British Prime Minister Theresa May and French President Emmanuel Macron are joining forces in order to crack down on tech companies, ensuring they step up their efforts to combat terrorism online.
Britain and France face similar challenges in fighting homegrown Islamist extremism and share similar scars from deadly attacks that rocked London, Manchester, Paris and Nice.
May traveled to Paris on Tuesday to hold talks on counterterrorism measures and Britain’s departure from the European Union.
She said major internet companies had failed to live up to prior commitments to do more to prevent extremists from finding a “safe space” online. Macron urged other European countries, especially Germany, to join the effort to fight Islamist extremist propaganda on the Web.
The campaign includes exploring the possibility of legal penalties against tech companies if they fail to take the necessary action to remove unacceptable content, May said.

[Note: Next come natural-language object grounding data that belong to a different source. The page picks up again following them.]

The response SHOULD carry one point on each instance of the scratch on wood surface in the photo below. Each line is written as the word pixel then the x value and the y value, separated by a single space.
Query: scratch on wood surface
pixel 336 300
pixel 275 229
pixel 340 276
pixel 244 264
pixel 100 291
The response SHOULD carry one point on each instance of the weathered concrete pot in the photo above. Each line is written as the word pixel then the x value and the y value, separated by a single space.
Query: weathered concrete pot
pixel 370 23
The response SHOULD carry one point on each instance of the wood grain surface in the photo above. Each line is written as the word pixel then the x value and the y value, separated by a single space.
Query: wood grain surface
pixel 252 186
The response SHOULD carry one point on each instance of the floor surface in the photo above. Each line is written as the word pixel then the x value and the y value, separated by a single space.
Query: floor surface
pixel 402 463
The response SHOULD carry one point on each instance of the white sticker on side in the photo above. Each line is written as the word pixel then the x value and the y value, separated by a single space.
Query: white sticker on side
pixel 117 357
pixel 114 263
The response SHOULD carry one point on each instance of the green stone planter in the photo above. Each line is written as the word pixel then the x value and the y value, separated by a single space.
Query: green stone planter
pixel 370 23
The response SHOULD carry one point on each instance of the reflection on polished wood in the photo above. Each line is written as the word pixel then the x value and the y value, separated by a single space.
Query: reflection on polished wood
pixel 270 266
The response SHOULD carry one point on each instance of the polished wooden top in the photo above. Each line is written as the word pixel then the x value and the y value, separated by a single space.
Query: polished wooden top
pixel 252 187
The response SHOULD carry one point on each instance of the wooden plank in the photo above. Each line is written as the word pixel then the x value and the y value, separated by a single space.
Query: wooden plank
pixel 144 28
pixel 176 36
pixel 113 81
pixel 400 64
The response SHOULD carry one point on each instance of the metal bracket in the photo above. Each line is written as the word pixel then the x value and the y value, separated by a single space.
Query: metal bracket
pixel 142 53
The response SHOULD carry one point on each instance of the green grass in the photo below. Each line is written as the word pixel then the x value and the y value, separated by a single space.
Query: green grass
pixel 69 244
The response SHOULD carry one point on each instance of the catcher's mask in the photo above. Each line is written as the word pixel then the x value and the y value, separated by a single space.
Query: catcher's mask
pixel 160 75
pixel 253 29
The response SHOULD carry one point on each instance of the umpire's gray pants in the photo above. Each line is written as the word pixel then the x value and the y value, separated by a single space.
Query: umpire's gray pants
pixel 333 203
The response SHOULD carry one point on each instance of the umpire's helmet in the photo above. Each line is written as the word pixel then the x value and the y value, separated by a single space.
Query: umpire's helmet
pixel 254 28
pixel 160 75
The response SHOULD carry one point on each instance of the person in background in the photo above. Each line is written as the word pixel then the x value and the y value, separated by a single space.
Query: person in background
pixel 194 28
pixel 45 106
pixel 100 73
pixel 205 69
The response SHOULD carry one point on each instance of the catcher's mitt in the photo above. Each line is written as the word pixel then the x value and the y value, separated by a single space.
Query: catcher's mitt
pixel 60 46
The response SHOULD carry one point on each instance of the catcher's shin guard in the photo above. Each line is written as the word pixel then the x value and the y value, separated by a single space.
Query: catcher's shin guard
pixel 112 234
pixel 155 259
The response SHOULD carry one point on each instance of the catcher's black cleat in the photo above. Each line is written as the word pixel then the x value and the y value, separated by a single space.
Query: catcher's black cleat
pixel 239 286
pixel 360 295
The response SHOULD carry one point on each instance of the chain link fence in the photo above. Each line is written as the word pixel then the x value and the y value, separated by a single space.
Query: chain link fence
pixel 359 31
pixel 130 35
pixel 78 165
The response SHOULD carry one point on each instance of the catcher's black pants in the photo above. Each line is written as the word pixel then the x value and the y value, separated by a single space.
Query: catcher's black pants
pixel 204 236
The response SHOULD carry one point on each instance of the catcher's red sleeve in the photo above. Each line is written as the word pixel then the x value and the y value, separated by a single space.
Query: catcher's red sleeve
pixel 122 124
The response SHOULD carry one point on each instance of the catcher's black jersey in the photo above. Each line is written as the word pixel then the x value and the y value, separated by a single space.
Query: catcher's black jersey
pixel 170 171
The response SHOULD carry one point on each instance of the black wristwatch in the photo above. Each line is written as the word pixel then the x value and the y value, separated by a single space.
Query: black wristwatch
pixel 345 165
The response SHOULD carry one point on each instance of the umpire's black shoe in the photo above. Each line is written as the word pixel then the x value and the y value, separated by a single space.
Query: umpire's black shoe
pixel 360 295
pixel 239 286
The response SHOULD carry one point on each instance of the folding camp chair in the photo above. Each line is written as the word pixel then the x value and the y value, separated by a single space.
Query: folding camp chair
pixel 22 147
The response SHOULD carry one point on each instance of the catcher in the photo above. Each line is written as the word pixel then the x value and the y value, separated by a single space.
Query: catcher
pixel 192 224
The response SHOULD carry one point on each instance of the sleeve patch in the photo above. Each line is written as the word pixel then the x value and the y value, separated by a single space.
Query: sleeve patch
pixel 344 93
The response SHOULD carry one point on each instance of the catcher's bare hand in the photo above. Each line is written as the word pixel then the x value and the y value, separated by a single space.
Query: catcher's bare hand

After the Islamic State group recruited hundreds of French fighters largely through online propaganda, France introduced legislation ordering French providers to block certain content, but it acknowledges that any such effort must reach well beyond its borders. Tech-savvy Macron has lobbied for tougher European rules, but details of his plans remain unclear.
Britain already has tough measures, including a law known informally as the Snooper’s Charter, which gives authorities the powers to look at the internet browsing records of everyone in the country.
Among other things, the law requires telecommunications companies to keep records of all users’ Web activity for a year, creating databases of personal information that the firms worry could be vulnerable to leaks and hackers.